In 1964, Sir James Black, working with the Imperial Chemical Industries and at the Medical Unit of St. Georges Medical Hospital, London, synthesized a new adrenergic beta-receptor antagonist, pronethalol [1]. For this discovery and his ground-breaking work on receptor pharmacology, he received the Nobel prize for medicine and physiology in 1988. Pronethalol was the first substance that was somewhat specific and relatively free from sympathomimetic activity in the cardiovascular system. Later, propranolol with much less side effects was synthesized. Since then, many beta-blockers have been discovered. Currently in Germany, more than 10 distinct substances are available for medical use. In 2006 alone, 1600 million defined daily doses (DDD) were prescribed for 80 million in Germany!
The various beta-blockers are more or less specific for the different beta-adrenoceptors. Thus, they have variable actions in the organism. Usually, the cardiologist prefers beta₁-specific blockers. However, the convincing results of the studies with carvedilol in chronic heart failure demonstrated the same 35% reduction in mortality as did bisoprolol in CIBIS II (Cardiac Insufficiency Bisoprolol study II) [2]. Apparently, blocking of the adrenergic system per se in chronic heart failure is more important than any “cardiospecific” effect.
Clearly, which pharmacokinetic properties the physician selects are crucial. Most patients prefer a long-acting substance taken once daily. In addition, the results of the MERIT-HF (MEtoprolol CR/XL Randomized Intervention Trial in congestive heart failure) study [3] also demonstrated the superiority of metoprolol in the succinate form with long-lasting action. It was given once daily and resulted in reduction of mortality, whereas metoprolol tastrate (short duration of beta-blockade) did not improve prognosis in the MDC (Metoprolol in Dilated Cardiomyopathy) trial [4]. The indications for beta-blockers are wide, ranging from tachyarrhythmia in atrial fibrillation to heart failure or prevention of sudden cardiac death. Many patients with rare ventricular premature beats only or some kind of stage fright are relieved and happy with very small doses of a beta- blocker. In fact, when going through the files of my admittedly mostly cardiovascular patients, I find that 73% of them are either taking low or high doses of beta-blockers. Given the undisputed antiarrhythmic activity, it is no surprise to most cardiologists that beta-blockers with high beta₁ specificity and without intrinsic sympathomimetic activity in heart failure are at least as good as—or even more effective than—angiotensin-converting inhibitors. Later, the CIBIS-III-study [5] even seemed to indicate that the prevention of sudden cardiac death in congestive heart failure is one of the major beneficial actions of these drugs.
Of the many major drug developments in cardiovascular medicine during the last 50 years, the discovery of beta-blockers seems to be one of the most important. Without beta-blockers, I would not want to be a cardiologist.


REFERENCES

1. Black JW, Stephenson JS. Pharmacology of a new adrenergic beta- receptor-blocking compound (nethalide). Lancet 1962;2:311-314.
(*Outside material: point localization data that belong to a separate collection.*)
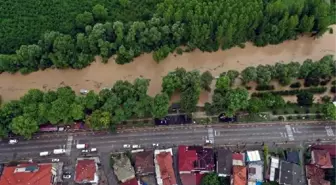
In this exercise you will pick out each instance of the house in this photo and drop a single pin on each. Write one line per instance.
(321, 159)
(164, 170)
(239, 175)
(274, 169)
(144, 162)
(131, 182)
(195, 159)
(315, 175)
(224, 163)
(253, 156)
(255, 173)
(290, 174)
(29, 174)
(122, 167)
(86, 171)
(238, 159)
(293, 157)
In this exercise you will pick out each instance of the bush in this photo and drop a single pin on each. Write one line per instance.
(333, 89)
(265, 87)
(295, 85)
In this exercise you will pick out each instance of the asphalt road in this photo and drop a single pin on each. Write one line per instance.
(221, 135)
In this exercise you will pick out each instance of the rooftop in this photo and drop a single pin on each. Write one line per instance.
(191, 178)
(144, 162)
(290, 173)
(27, 174)
(315, 175)
(239, 175)
(321, 158)
(164, 167)
(224, 162)
(122, 167)
(86, 171)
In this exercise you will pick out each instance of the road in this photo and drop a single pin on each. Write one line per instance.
(221, 135)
2. The Cardiac Insufficiency Bisoprolol Study II (CIBIS-II): a randomised trial. Lancet 1999;353( 9146): 9-13.
3. Effect of metoprolol CR/XL in chronic heart failure: Metoprolol CR/XL Randomised Intervention Trial in Congestive Heart Failure (MERIT-HF). Lancet 1999;353(9169):2001-2007.
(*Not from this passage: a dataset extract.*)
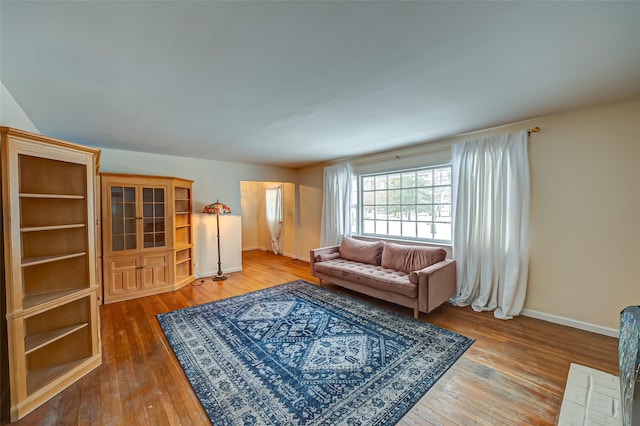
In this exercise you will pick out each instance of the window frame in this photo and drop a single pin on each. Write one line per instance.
(424, 201)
4. Waagstein F, Bristow MR, Swedberg K, et al. Beneficial effects of metoprolol in idiopathic dilated cardio m yo pathy. Metoprolol in Dilated Cardiomyopathy (MDC) Trial Study Group. Lancet 1993;342(8885):1441-1446.
5. Willenheimer R, van Veldhuisen DJ, Silke B, et al; CIBIS III Investigators. Effect on survival and hospitalization of initiating treatment for chronic heart failure with bisoprolol followed by enalapril, as compared with the opposite sequence: results of the randomized Cardiac Insufficiency Bisoprolol Study (CIBIS) III. Circulation 2005;112(16):2426-2435.